Liberals call for diversity on the bench
Two Liberal MPs are calling for greater diversity of the judiciary. MPs Irwin Cotler and Sean Casey say “there is no shortage of meritorious candidates” for the bench who come from minority backgrounds.

“Canada’s judiciary should be made up of highly qualified people who reflect our country in all its diversity. It is therefore unacceptable that, according to the government, statistics about the diversity of judicial appointments are ‘not readily available,’” the MPs said in a statement released last week.

“While merit and judicial excellence must clearly be prerequisites when making appointments to the bench, there is no shortage of meritorious candidates from minority communities. In fact, as a whole, the judiciary can only be truly excellent if it reflects the society it is entrusted to judge.”
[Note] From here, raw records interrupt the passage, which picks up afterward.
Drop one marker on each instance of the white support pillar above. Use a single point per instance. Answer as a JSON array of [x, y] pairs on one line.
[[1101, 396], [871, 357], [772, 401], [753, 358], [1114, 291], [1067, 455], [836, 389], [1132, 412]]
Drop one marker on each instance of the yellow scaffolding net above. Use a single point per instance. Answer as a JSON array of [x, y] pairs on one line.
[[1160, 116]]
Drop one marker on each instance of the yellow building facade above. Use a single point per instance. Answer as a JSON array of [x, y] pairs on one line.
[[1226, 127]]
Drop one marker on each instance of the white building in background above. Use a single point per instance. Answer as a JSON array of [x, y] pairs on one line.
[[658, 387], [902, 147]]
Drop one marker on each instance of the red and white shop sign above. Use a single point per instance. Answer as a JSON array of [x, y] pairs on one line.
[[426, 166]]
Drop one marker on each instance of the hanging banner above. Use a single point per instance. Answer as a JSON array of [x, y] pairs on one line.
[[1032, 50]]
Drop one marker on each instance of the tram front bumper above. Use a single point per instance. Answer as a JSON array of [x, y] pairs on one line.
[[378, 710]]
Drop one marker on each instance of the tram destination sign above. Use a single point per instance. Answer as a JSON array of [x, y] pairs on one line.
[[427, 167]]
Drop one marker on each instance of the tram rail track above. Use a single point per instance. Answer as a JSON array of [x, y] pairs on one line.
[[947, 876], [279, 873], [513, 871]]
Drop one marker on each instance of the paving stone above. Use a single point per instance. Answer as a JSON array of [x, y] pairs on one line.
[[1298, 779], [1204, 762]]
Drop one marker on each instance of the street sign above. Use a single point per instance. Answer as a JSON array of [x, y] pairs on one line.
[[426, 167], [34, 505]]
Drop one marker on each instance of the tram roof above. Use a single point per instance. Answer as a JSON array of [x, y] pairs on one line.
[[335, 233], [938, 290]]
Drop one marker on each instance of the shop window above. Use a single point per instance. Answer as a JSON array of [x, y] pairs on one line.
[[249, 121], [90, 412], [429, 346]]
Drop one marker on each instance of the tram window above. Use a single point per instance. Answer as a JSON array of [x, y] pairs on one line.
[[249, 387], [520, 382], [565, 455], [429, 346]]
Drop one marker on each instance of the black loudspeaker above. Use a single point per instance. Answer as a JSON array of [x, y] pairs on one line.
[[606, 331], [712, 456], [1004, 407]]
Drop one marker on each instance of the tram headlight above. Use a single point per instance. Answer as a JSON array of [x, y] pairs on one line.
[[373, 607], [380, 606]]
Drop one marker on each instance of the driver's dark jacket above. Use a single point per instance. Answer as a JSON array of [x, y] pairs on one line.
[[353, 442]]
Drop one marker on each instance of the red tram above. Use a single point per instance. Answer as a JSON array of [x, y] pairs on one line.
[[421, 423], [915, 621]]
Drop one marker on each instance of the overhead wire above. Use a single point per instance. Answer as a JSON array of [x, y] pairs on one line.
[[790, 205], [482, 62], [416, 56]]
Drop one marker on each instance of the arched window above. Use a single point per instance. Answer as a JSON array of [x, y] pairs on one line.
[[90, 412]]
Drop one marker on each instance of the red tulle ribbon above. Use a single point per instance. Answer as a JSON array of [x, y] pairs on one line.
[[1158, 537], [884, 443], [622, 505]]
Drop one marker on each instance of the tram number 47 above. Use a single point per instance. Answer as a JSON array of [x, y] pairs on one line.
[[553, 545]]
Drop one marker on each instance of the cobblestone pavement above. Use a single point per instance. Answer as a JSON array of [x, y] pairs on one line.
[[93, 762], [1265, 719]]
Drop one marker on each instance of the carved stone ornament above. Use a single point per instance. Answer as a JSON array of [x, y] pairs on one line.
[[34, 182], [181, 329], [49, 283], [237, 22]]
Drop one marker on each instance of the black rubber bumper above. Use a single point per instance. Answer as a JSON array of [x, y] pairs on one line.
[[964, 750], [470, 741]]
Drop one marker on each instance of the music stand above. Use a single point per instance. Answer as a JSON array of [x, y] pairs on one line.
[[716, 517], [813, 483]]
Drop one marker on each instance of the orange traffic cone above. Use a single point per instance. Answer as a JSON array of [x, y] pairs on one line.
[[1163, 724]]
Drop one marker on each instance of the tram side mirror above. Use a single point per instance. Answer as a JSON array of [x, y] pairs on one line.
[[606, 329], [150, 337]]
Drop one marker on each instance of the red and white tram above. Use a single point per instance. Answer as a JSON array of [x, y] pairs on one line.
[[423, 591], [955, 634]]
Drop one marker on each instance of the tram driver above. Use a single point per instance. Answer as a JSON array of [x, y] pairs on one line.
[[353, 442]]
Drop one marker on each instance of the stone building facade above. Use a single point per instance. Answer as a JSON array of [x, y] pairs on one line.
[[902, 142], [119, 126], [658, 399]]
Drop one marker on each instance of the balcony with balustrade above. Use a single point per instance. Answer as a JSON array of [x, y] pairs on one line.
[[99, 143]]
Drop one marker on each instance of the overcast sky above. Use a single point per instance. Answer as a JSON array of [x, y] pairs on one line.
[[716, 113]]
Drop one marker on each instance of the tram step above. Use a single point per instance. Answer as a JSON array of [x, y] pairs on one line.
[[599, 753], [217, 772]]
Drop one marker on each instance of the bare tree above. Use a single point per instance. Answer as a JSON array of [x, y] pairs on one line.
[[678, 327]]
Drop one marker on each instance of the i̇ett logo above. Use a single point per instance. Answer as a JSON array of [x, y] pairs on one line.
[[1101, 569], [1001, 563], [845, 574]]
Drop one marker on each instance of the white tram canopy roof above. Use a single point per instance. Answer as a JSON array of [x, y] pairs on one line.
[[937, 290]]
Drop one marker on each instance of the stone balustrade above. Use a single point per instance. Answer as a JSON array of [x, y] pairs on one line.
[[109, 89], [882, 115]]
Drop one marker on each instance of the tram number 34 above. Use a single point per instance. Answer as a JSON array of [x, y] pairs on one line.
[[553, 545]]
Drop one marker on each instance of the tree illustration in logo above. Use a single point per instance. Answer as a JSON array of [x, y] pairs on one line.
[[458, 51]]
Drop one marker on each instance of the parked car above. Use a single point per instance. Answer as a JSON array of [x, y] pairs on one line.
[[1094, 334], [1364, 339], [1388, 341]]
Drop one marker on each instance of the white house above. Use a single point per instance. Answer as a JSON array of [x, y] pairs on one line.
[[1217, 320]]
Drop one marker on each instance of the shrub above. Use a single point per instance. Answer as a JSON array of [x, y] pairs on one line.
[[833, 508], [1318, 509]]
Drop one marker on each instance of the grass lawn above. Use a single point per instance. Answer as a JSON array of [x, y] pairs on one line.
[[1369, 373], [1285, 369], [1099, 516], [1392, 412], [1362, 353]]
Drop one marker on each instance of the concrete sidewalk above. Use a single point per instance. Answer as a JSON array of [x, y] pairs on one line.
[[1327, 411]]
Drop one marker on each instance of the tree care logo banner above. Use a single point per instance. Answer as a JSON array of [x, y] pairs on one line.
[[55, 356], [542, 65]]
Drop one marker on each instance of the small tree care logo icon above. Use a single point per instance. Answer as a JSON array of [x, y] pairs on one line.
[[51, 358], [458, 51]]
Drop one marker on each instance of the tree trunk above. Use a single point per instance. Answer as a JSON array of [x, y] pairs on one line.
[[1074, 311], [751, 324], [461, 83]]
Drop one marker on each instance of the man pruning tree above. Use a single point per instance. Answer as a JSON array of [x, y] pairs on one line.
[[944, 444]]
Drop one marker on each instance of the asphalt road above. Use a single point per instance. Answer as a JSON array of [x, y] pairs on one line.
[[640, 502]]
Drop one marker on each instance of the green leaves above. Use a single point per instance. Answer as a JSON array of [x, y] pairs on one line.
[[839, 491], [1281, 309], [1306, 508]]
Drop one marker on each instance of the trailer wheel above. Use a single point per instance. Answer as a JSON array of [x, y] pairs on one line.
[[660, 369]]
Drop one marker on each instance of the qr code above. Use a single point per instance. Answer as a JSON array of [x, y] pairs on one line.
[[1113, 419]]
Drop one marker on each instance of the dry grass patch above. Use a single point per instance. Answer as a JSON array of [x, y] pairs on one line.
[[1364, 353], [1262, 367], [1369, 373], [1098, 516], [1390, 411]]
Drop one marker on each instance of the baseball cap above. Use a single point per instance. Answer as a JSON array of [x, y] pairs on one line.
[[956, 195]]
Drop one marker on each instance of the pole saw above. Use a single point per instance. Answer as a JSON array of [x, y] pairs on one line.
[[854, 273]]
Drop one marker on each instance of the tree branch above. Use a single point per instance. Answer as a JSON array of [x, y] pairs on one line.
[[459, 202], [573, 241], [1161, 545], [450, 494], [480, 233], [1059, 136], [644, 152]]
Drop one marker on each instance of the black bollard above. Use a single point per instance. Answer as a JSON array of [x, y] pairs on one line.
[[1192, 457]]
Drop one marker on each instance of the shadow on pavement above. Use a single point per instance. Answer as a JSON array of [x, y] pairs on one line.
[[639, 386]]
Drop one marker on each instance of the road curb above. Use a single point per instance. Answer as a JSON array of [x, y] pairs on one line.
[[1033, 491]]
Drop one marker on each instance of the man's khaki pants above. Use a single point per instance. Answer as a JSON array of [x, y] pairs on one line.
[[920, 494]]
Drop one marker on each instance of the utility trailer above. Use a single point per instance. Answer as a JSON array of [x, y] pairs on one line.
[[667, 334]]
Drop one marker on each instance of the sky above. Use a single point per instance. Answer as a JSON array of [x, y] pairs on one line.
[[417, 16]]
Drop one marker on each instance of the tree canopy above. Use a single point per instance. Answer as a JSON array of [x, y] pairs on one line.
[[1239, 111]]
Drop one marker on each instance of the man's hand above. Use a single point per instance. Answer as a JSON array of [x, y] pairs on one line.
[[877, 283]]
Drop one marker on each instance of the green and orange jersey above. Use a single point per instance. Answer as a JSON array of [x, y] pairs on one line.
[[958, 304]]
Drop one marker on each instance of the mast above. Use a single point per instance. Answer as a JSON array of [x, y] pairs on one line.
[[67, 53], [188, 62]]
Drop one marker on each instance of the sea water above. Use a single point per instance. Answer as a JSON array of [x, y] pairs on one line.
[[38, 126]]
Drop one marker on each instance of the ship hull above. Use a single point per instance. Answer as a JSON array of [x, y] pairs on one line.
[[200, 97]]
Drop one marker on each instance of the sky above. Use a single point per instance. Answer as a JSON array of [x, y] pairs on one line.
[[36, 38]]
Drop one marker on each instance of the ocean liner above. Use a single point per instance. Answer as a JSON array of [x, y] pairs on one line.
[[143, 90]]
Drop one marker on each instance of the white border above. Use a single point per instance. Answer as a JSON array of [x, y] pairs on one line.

Canadians are more likely to have confidence in the legal system “if judges share our variety of experiences and backgrounds,” the MPs said.

“Moreover, in the words of Chief Justice Beverley McLachlin, judges ‘arrive at the bench shaped by their experiences and by the perspectives of the communities from which they come.’ A broader range of judicial perspectives can only enhance the quality of court decisions.”

The MPs cited a 2012 investigation by The Globe and Mail found that just two of 100 new judges named by the federal government were visible minorities.

Law Times poll
The results for the latest Law Times online poll are in. Respondents are divided about what the Law Society of Upper Canada should do about the Law Practice Program in light of law students’ concerns about it.

Law students recently wrote to LSUC treasurer Janet Minor with concerns that unpaid placements under the LPP could affect paid articling positions. They also said there are significant equity concerns as disadvantaged groups are more likely to turn to the program.

But 37 per cent of poll participants said the law society should do nothing now as the program is a pilot project and should be left to run its course. Another 35 per cent of respondents suggested scrapping the project altogether and coming up with something better.

Still another 20 per cent of respondents said the law society should mandate paid work placements to address the concerns about affordability and equity, while eight per cent said LSUC should provide more financial assistance to students.